Government levied sales tax and import duties

There may be a need to import material and equipment. Negotiate value added tax (VAT) exemptions, deferments/waivers on purchases and payments to contractors/consultants. If value added tax (VAT) exemptions are not possible it is imperative to make provisions to be able to pay duty charges on imported goods.


Obtaining approval

Obtaining plan approvals can be a time consuming and tedious process. It is essential to obtain the necessary approvals from the authorities and where necessary by the line ministries. The program should support this process and liaise with relevant authorities to grant planning approval prior to commencement of construction.


Procurement and tendering

Follow the Procurement of Works and Services for Construction Projects guidelines for tendering and procurement procedures. Possible modalities of contractor engagement:

- Working in partnership with the government
- Traditional form of tender (client – consultant – contractor)
- Design and construct (turnkey).


Consultants and contractors

Prior to selecting consultants or going to tender, it is advisable to research capacity available in-country following the disaster. Large-scale infrastructure projects require engagement of larger national or international firms, which may then need to import labor to complete the project. Check national legislation on whether it is permitted to bring in international firms or import labor from another county.
Assess the capacity of the potential contractor. This can be done by requesting the contractor to provide:

- A report on recent projects carried out by the company
- References from past clients
- Financial statements to prove company is financially solvent
- Licenses – government registration papers
- Insurances
- Curriculum vitae and profiles of full-time and key contract staff.

Role of consultants
Consultants, preferably local, are required to prepare designs that are acceptable to the beneficiaries. The engagement of consultants will depend upon the method of tendering that is proposed. Depending on the size and nature of the project/ program various consultants may be required during the project, including architects, town planners and engineers. In the absence of qualified personnel for design input other sources may need to be consulted:

- End-user to provide greater input
- If the Host National Society has an engineering department, they may have technical personnel who can contribute
- Technical staff from the cluster may be a source of direction.

The final design has to be signed off by the government.



The quality of post-disaster construction must not compromise the design intent. Establish procedures for multi-disciplinary inspection and check against specifications of works throughout the building process in the following ways:

- Test materials and check adherence to design guidelines.
- Ensure implementation of quality assurance systems.
- Maintain good communications with contractors and consultants throughout the project cycle.
- Ensure monitoring occurs throughout the project cycle.
- Ensure that the client is proactive in managing the contractor and consultant obligations with the client.


Final completion of works

Prepare in advance for contract finalization with contractors:

- Built drawings
- Operation manuals
- Handover of key documents to the end-user.


Maintenance and handover

It is crucial that the end-user, who is eventually going to be in charge of maintaining the infrastructure, is involved in reconstruction decisions and discussions.

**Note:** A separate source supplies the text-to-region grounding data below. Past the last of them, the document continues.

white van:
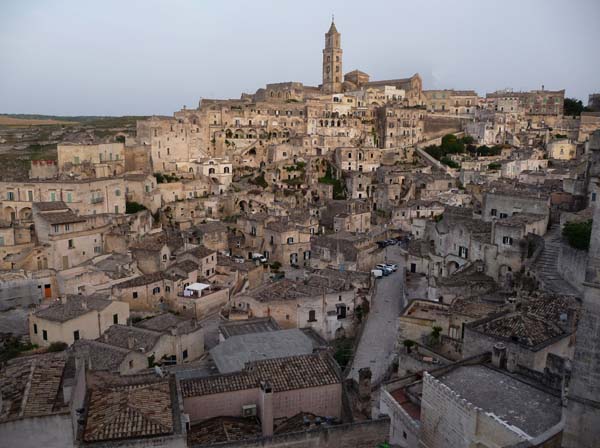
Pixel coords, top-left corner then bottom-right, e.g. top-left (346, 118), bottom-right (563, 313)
top-left (252, 253), bottom-right (268, 263)
top-left (371, 269), bottom-right (383, 278)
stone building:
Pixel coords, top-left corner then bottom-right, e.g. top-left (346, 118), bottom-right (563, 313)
top-left (423, 89), bottom-right (478, 116)
top-left (57, 142), bottom-right (125, 178)
top-left (180, 353), bottom-right (342, 434)
top-left (32, 202), bottom-right (109, 270)
top-left (562, 148), bottom-right (600, 447)
top-left (0, 176), bottom-right (126, 222)
top-left (230, 273), bottom-right (364, 341)
top-left (380, 356), bottom-right (564, 448)
top-left (29, 294), bottom-right (130, 347)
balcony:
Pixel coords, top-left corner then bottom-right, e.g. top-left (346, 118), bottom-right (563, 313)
top-left (91, 196), bottom-right (104, 204)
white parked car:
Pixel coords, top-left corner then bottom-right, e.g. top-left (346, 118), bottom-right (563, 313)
top-left (371, 269), bottom-right (383, 278)
top-left (384, 263), bottom-right (398, 271)
top-left (376, 264), bottom-right (393, 275)
top-left (252, 253), bottom-right (268, 263)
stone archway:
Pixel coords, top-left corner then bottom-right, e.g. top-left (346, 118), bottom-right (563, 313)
top-left (18, 207), bottom-right (32, 220)
top-left (3, 206), bottom-right (15, 222)
top-left (447, 260), bottom-right (460, 275)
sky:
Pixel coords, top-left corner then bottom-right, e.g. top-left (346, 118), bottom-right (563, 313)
top-left (1, 0), bottom-right (599, 116)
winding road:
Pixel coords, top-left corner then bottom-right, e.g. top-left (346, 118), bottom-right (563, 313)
top-left (348, 244), bottom-right (406, 384)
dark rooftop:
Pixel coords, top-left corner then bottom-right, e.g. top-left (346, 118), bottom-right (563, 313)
top-left (83, 378), bottom-right (176, 443)
top-left (180, 353), bottom-right (340, 398)
top-left (0, 352), bottom-right (69, 422)
top-left (434, 365), bottom-right (562, 437)
top-left (219, 317), bottom-right (281, 339)
top-left (34, 294), bottom-right (112, 322)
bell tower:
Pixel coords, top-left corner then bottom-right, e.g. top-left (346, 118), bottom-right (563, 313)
top-left (322, 19), bottom-right (342, 94)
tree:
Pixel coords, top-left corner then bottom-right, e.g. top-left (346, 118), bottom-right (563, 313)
top-left (403, 339), bottom-right (416, 353)
top-left (562, 220), bottom-right (592, 250)
top-left (429, 326), bottom-right (443, 345)
top-left (126, 201), bottom-right (147, 214)
top-left (564, 98), bottom-right (590, 117)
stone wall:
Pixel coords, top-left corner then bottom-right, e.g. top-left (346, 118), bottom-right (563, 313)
top-left (188, 418), bottom-right (390, 448)
top-left (557, 242), bottom-right (587, 294)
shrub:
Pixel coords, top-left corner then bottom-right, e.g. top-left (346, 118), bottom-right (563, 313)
top-left (47, 341), bottom-right (68, 352)
top-left (488, 162), bottom-right (502, 171)
top-left (562, 220), bottom-right (592, 250)
top-left (403, 339), bottom-right (416, 353)
top-left (440, 157), bottom-right (460, 169)
top-left (126, 201), bottom-right (147, 214)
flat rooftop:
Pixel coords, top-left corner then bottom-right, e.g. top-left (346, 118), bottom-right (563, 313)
top-left (437, 365), bottom-right (562, 438)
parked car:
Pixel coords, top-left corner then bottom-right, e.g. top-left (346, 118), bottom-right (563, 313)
top-left (232, 255), bottom-right (245, 263)
top-left (384, 263), bottom-right (398, 271)
top-left (252, 253), bottom-right (268, 263)
top-left (376, 264), bottom-right (393, 275)
top-left (371, 269), bottom-right (383, 278)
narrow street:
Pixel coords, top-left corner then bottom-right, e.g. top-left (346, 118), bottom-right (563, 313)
top-left (348, 244), bottom-right (406, 384)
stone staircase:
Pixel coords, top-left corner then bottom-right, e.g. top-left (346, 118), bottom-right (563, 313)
top-left (532, 225), bottom-right (580, 296)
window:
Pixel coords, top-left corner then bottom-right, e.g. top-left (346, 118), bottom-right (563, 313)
top-left (28, 191), bottom-right (33, 201)
top-left (165, 285), bottom-right (171, 292)
top-left (113, 314), bottom-right (118, 324)
top-left (43, 330), bottom-right (48, 341)
top-left (65, 223), bottom-right (70, 231)
top-left (593, 192), bottom-right (597, 202)
top-left (50, 192), bottom-right (56, 201)
top-left (490, 208), bottom-right (497, 216)
top-left (133, 291), bottom-right (138, 299)
top-left (7, 191), bottom-right (14, 200)
top-left (503, 236), bottom-right (513, 245)
top-left (152, 287), bottom-right (160, 295)
top-left (499, 212), bottom-right (508, 219)
top-left (115, 189), bottom-right (121, 196)
top-left (183, 349), bottom-right (188, 360)
top-left (224, 166), bottom-right (230, 173)
top-left (73, 330), bottom-right (80, 341)
top-left (33, 323), bottom-right (38, 334)
top-left (308, 310), bottom-right (317, 322)
top-left (66, 192), bottom-right (73, 202)
top-left (68, 239), bottom-right (74, 249)
top-left (459, 246), bottom-right (469, 258)
top-left (52, 224), bottom-right (59, 233)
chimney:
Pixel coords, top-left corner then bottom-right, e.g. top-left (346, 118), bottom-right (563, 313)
top-left (259, 381), bottom-right (273, 437)
top-left (127, 335), bottom-right (135, 350)
top-left (506, 350), bottom-right (518, 373)
top-left (492, 342), bottom-right (507, 368)
top-left (60, 295), bottom-right (68, 304)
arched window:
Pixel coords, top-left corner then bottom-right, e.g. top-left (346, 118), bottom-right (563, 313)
top-left (209, 168), bottom-right (215, 174)
top-left (162, 254), bottom-right (167, 261)
top-left (224, 167), bottom-right (230, 173)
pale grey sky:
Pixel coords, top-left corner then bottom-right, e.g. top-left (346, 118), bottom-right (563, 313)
top-left (1, 0), bottom-right (598, 116)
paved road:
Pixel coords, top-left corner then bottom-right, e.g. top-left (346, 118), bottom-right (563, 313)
top-left (348, 244), bottom-right (406, 384)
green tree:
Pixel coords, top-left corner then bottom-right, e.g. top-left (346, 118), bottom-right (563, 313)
top-left (564, 98), bottom-right (590, 117)
top-left (562, 220), bottom-right (592, 250)
top-left (403, 339), bottom-right (416, 353)
top-left (126, 201), bottom-right (147, 214)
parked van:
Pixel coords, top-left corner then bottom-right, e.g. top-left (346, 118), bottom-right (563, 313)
top-left (252, 253), bottom-right (268, 263)
top-left (371, 269), bottom-right (383, 278)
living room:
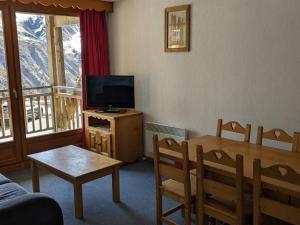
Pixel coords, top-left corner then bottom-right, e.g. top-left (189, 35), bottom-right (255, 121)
top-left (1, 0), bottom-right (300, 225)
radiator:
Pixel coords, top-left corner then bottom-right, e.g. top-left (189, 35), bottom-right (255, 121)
top-left (144, 122), bottom-right (188, 158)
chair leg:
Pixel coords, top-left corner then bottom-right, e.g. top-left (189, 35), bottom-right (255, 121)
top-left (184, 204), bottom-right (191, 225)
top-left (156, 192), bottom-right (162, 225)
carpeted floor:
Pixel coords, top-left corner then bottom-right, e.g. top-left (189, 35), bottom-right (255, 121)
top-left (5, 160), bottom-right (185, 225)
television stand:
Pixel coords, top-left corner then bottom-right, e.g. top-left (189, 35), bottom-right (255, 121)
top-left (83, 110), bottom-right (143, 163)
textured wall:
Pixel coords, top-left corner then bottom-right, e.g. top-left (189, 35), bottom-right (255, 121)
top-left (107, 0), bottom-right (300, 145)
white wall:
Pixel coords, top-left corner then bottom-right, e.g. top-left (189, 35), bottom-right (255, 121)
top-left (107, 0), bottom-right (300, 142)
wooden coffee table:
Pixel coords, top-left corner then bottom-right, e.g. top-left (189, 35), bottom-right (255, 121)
top-left (27, 145), bottom-right (122, 219)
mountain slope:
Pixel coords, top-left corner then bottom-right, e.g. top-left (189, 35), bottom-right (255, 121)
top-left (0, 15), bottom-right (81, 91)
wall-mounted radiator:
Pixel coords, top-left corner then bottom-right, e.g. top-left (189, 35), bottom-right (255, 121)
top-left (144, 122), bottom-right (188, 158)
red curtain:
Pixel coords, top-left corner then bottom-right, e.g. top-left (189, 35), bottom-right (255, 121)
top-left (80, 10), bottom-right (110, 146)
top-left (80, 9), bottom-right (110, 110)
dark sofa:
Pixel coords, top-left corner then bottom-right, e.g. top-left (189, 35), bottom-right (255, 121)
top-left (0, 173), bottom-right (63, 225)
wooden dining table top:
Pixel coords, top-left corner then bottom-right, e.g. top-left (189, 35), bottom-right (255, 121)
top-left (188, 135), bottom-right (300, 172)
top-left (162, 135), bottom-right (300, 192)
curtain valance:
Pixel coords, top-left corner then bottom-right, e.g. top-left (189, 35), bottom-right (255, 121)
top-left (3, 0), bottom-right (113, 12)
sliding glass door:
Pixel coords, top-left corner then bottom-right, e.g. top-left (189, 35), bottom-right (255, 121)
top-left (0, 5), bottom-right (82, 167)
top-left (0, 10), bottom-right (13, 143)
top-left (15, 12), bottom-right (82, 139)
top-left (0, 6), bottom-right (23, 166)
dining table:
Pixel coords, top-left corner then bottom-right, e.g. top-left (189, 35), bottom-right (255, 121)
top-left (182, 135), bottom-right (300, 194)
top-left (159, 134), bottom-right (300, 223)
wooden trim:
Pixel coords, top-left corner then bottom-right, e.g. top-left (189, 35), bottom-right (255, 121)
top-left (0, 130), bottom-right (83, 173)
top-left (13, 0), bottom-right (113, 12)
top-left (26, 128), bottom-right (82, 143)
top-left (13, 1), bottom-right (80, 16)
top-left (8, 3), bottom-right (30, 165)
top-left (0, 160), bottom-right (29, 173)
top-left (26, 129), bottom-right (83, 160)
top-left (0, 4), bottom-right (26, 165)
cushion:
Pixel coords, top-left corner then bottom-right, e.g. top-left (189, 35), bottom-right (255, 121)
top-left (0, 183), bottom-right (27, 202)
top-left (0, 174), bottom-right (11, 185)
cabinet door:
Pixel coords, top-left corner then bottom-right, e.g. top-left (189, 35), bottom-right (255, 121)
top-left (88, 128), bottom-right (112, 157)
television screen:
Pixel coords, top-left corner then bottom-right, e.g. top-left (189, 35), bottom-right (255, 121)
top-left (86, 75), bottom-right (135, 109)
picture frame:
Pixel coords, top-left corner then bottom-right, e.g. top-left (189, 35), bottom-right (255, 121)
top-left (164, 4), bottom-right (190, 52)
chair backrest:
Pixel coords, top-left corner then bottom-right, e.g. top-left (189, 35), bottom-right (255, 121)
top-left (256, 126), bottom-right (300, 152)
top-left (253, 159), bottom-right (300, 225)
top-left (153, 134), bottom-right (191, 199)
top-left (216, 119), bottom-right (251, 142)
top-left (196, 146), bottom-right (244, 225)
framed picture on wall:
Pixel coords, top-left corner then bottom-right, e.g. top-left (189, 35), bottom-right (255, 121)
top-left (165, 4), bottom-right (190, 52)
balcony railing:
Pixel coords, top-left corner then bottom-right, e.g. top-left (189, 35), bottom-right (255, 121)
top-left (0, 90), bottom-right (13, 140)
top-left (53, 86), bottom-right (82, 132)
top-left (0, 86), bottom-right (82, 141)
top-left (23, 86), bottom-right (54, 135)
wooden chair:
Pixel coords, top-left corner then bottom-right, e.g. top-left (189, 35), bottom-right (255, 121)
top-left (153, 135), bottom-right (195, 225)
top-left (89, 130), bottom-right (112, 157)
top-left (253, 159), bottom-right (300, 225)
top-left (195, 147), bottom-right (247, 225)
top-left (256, 127), bottom-right (300, 152)
top-left (217, 119), bottom-right (251, 142)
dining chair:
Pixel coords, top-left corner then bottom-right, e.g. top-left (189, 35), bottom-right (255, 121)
top-left (256, 127), bottom-right (300, 152)
top-left (216, 119), bottom-right (251, 142)
top-left (253, 159), bottom-right (300, 225)
top-left (153, 135), bottom-right (195, 225)
top-left (195, 146), bottom-right (248, 225)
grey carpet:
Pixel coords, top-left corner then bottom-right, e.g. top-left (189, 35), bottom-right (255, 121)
top-left (5, 161), bottom-right (186, 225)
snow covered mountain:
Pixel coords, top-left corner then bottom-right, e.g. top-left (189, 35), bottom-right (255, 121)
top-left (0, 14), bottom-right (81, 91)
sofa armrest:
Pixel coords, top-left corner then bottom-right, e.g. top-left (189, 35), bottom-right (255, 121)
top-left (0, 193), bottom-right (63, 225)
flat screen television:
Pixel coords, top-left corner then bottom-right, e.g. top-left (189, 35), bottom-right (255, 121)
top-left (86, 75), bottom-right (135, 110)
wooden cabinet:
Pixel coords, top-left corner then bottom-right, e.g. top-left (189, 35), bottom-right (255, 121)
top-left (83, 110), bottom-right (143, 163)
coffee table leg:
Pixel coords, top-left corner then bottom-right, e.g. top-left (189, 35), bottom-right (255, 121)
top-left (112, 166), bottom-right (120, 203)
top-left (74, 182), bottom-right (83, 219)
top-left (31, 161), bottom-right (40, 192)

It is essential to ensure that the infrastructure that is being constructed is durable and can be maintained properly by the relevant authority after it is handed over. Ensure that the operator of the facility is made aware of the defects liability period (DLP).


Monitoring and evaluation

Assess the adequacy of the restored road infrastructure system and the success of the project as a whole. This assessment should include evaluation of:

- Functionality, social acceptability and sustainability
- Project cost with respect to potential benefits of hazard-proof design in future events, skills provided to builders, and new construction guidelines introduced
- Reporting of infrastructure performance under any hazard events that have occurred.

Lessons learned regarding strengthening hazard resilience should be summarized, shared, and drawn upon for future projects.